Mattinata contrastata sul mercato azionario italiano con l’indice Ftse Mib che consolida attorno alla parità senza fornire particolari spunti operativi. Il Ftse Mib future (scadenza settembre 2025) ha compiuto un veloce recupero intraday ma non è riuscito a superare i 40.360 punti. La situazione tecnica di breve periodo rimane quindi neutrale: soltanto il breakout i 41.000 punti, infatti, potrebbe fornire un nuovo segnale rialzista di tipo direzionale e aprire ulteriori spazi di crescita. Pericolosa invece una discesa sotto i 39.700 punti anche se, da un punto di vista grafico, soltanto il cedimento di quota 39.300 potrebbe fornire un segnale negativo e innescare una correzione di una certa consistenza.
Quella di lunedì 21 luglio è stata una giornata negativa sul mercato azionario italiano con l’indice Ftse Mib che ha subito una veloce correzione e si è portato a ridosso di una prima zona di supporto.

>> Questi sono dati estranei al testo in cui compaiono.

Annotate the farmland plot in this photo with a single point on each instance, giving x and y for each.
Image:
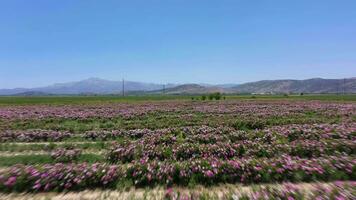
(180, 150)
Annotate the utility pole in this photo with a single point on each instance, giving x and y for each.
(123, 87)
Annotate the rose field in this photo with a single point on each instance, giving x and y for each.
(178, 148)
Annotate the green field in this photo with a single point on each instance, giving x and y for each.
(63, 100)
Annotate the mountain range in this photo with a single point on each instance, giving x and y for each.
(101, 86)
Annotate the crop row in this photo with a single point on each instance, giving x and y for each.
(197, 171)
(243, 108)
(288, 191)
(211, 135)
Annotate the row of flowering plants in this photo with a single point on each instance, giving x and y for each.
(244, 109)
(65, 154)
(33, 135)
(287, 133)
(60, 176)
(222, 142)
(215, 171)
(287, 191)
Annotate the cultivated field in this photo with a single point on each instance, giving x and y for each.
(242, 147)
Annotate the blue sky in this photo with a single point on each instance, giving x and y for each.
(176, 41)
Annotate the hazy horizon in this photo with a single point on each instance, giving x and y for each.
(212, 42)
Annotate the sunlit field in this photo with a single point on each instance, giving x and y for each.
(178, 147)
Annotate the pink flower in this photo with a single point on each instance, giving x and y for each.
(11, 181)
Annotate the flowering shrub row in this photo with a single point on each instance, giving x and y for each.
(288, 191)
(145, 173)
(214, 171)
(242, 108)
(206, 142)
(109, 135)
(33, 135)
(65, 154)
(58, 177)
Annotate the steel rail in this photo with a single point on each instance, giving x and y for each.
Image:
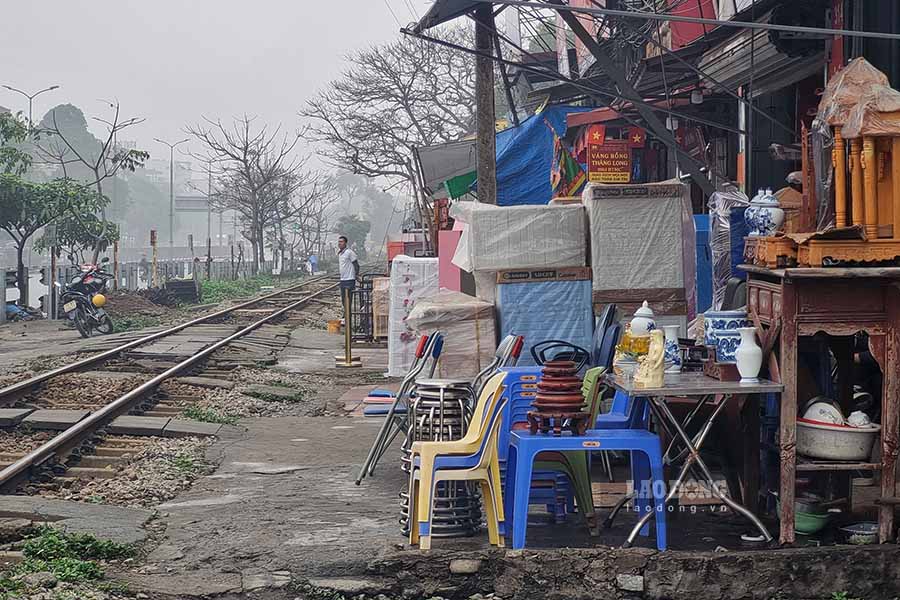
(86, 362)
(76, 434)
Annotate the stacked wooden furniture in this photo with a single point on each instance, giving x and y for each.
(864, 115)
(839, 302)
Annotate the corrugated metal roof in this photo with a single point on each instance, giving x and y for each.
(444, 10)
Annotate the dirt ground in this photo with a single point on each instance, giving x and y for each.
(281, 518)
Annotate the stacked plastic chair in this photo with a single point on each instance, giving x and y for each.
(559, 477)
(438, 465)
(440, 411)
(396, 421)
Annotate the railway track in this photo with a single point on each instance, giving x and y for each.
(244, 334)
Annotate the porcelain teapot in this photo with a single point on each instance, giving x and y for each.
(642, 323)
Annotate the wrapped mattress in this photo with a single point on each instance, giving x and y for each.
(549, 304)
(643, 245)
(411, 280)
(468, 327)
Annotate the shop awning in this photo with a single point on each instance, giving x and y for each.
(730, 62)
(443, 162)
(649, 80)
(444, 10)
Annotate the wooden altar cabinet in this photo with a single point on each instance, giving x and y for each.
(838, 302)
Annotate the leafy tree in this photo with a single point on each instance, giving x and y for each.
(69, 145)
(356, 230)
(13, 131)
(26, 207)
(75, 234)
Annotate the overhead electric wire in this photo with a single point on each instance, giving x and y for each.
(590, 89)
(720, 85)
(393, 14)
(558, 75)
(698, 20)
(412, 10)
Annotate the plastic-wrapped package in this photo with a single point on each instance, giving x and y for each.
(869, 116)
(843, 92)
(411, 280)
(642, 242)
(468, 327)
(850, 85)
(513, 237)
(381, 305)
(546, 310)
(721, 205)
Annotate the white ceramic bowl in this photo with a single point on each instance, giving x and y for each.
(824, 412)
(835, 442)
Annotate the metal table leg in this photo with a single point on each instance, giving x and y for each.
(661, 409)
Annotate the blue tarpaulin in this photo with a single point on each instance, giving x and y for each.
(546, 310)
(525, 157)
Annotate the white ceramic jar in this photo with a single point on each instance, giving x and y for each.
(769, 216)
(748, 355)
(642, 323)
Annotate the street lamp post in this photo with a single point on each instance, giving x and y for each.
(31, 98)
(171, 188)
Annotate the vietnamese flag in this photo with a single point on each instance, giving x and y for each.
(637, 137)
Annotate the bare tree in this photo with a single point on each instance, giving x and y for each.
(391, 99)
(257, 169)
(59, 147)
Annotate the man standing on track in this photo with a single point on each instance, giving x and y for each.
(348, 264)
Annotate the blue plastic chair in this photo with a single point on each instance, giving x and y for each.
(524, 447)
(521, 386)
(462, 461)
(607, 350)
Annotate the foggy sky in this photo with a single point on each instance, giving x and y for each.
(172, 61)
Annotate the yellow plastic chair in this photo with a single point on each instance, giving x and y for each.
(479, 445)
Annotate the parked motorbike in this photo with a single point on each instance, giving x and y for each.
(82, 300)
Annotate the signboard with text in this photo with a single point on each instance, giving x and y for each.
(609, 162)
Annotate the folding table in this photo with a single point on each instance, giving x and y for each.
(700, 387)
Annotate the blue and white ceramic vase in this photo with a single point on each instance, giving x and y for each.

Il Ftse Mib future (scadenza settembre 2025) è stato infatti respinto da quota 40.300 ed è sceso verso la soglia psicologica dei 40.000 punti. La situazione tecnica di breve periodo rimane quindi contrastata: soltanto il breakout i 41.000 punti, infatti, potrebbe fornire un nuovo segnale rialzista di tipo direzionale e aprire ulteriori spazi di crescita.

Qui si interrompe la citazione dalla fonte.